CRTC chairman Konrad von Finckenstein acknowledged this year that each of those deals would have to be evaluated by the regulator under existing rules on media ownership. However, the upcoming hearings will debate whether a new regime is needed to guide the industry in the future.

In Australia, media concentration is now measured using a points system in geographic markets, which the government designed to be simple for companies and industry groups to calculate.

Each media operation in a given market - including newspapers, commercial TV stations and radio stations - is worth one point. If any company owns multiple outlets, however, its collection of media assets are only worth one point combined.

If a particular market in Australia is found to have less than five points in total, it is deemed to have an "unacceptable media diversity situation." In smaller, non-metropolitan markets, the threshold is set at four points.

As well, if any single person or company controls a TV station, a radio operation and a newspaper within a given market, that is considered an "unacceptable three-way control situation."

Australia's government reserves the right to prevent future media deals in any market it considers to have an unacceptable ownership situation.

The potential for applying that point system to Canada has been raised in documents submitted by the Canadian Film and Television Production Association (CFTPA).

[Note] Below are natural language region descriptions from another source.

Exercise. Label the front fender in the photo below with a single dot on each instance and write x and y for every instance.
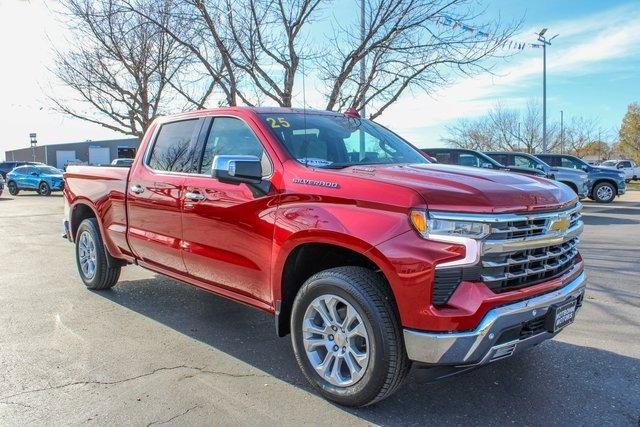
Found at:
(347, 225)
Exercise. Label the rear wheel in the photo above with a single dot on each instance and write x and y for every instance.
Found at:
(604, 192)
(347, 337)
(44, 189)
(91, 258)
(13, 188)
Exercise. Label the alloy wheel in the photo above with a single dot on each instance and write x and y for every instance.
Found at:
(336, 340)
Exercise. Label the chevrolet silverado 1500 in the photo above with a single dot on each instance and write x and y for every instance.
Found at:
(367, 254)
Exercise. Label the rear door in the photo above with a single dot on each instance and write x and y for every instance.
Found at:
(227, 227)
(155, 192)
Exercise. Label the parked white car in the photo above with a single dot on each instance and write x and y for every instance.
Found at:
(629, 167)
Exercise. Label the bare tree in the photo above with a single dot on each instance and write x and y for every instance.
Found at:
(120, 67)
(405, 49)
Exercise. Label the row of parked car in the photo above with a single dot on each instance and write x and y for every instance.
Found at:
(599, 183)
(35, 176)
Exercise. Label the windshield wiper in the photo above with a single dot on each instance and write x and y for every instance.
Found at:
(337, 166)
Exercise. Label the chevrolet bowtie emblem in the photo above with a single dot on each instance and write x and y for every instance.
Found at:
(560, 224)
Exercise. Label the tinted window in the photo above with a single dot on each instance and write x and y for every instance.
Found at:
(568, 162)
(524, 162)
(322, 140)
(443, 158)
(231, 136)
(174, 147)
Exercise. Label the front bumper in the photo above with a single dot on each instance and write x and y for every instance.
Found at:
(497, 336)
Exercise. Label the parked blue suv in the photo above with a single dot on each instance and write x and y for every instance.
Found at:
(41, 178)
(606, 183)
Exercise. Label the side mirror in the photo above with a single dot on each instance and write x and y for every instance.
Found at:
(237, 169)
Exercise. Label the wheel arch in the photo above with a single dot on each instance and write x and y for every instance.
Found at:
(571, 185)
(82, 210)
(607, 180)
(307, 258)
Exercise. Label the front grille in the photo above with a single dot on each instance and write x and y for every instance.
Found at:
(504, 272)
(519, 251)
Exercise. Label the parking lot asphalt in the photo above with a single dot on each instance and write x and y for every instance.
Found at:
(154, 351)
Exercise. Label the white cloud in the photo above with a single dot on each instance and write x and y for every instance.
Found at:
(583, 47)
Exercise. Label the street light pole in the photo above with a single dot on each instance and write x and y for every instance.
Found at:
(561, 132)
(33, 141)
(362, 62)
(542, 39)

However, sources close to the CRTC suggest Mr. von Finckenstein has already spent recent months independently familiarizing himself with the process in Australia.

Sources say he has viewed the Australian market as a possible blueprint for Canada before, during his time at the helm of the federal Competition Bureau between 1997 and 2003.

Trade reforms in the 1970s that were designed to prohibit anticompetitive behaviour in Australia were scrutinized by Mr. von Finckenstein while at the Competition Bureau.

The CFTPA, which represents nearly 400 film and television production and distribution companies, commissioned Nordicity Group Ltd., a consulting firm, to study the Australian method. That report has also been sent to Mr. von Finckenstein.

When the Australian points system is applied to Canada, Nordicity determined several cities do not meet the acceptable threshold - including Vancouver, Montreal, Toronto and, potentially, Calgary. Future consolidation would be prevented in those cities if the process was adopted in Canada.

"The application of Australia's points system to seven Canadian media markets shows that the approved and proposed merger transactions should raise serious concerns about cross-media ownership and media diversity," Nordicity said.

During regulatory hearings to probe the takeover of CHUM, executives from CTVglobemedia said consolidation in the media sector is happening "out of necessity, not only in Canada but throughout the world." Broadcasters are under increasing pressure as audiences splinter amid competition from new media such as the Internet, they argue. (CTV is owned by CTVglobemedia Inc., which is also the parent company of The Globe and Mail.) Since 1999, the CRTC has been faced with 33 transactions of various sizes to transfer ownership or control of English television operations in Canada, representing $4.6-billion worth of deals. "Clearly this represents a significant level of ownership consolidation," CFTPA said.

"Following the closing of these transactions, there will be fewer doors to knock on for producers to license programs and the existing imbalance of power ... will tilt further in the already dominant broadcasters' favour."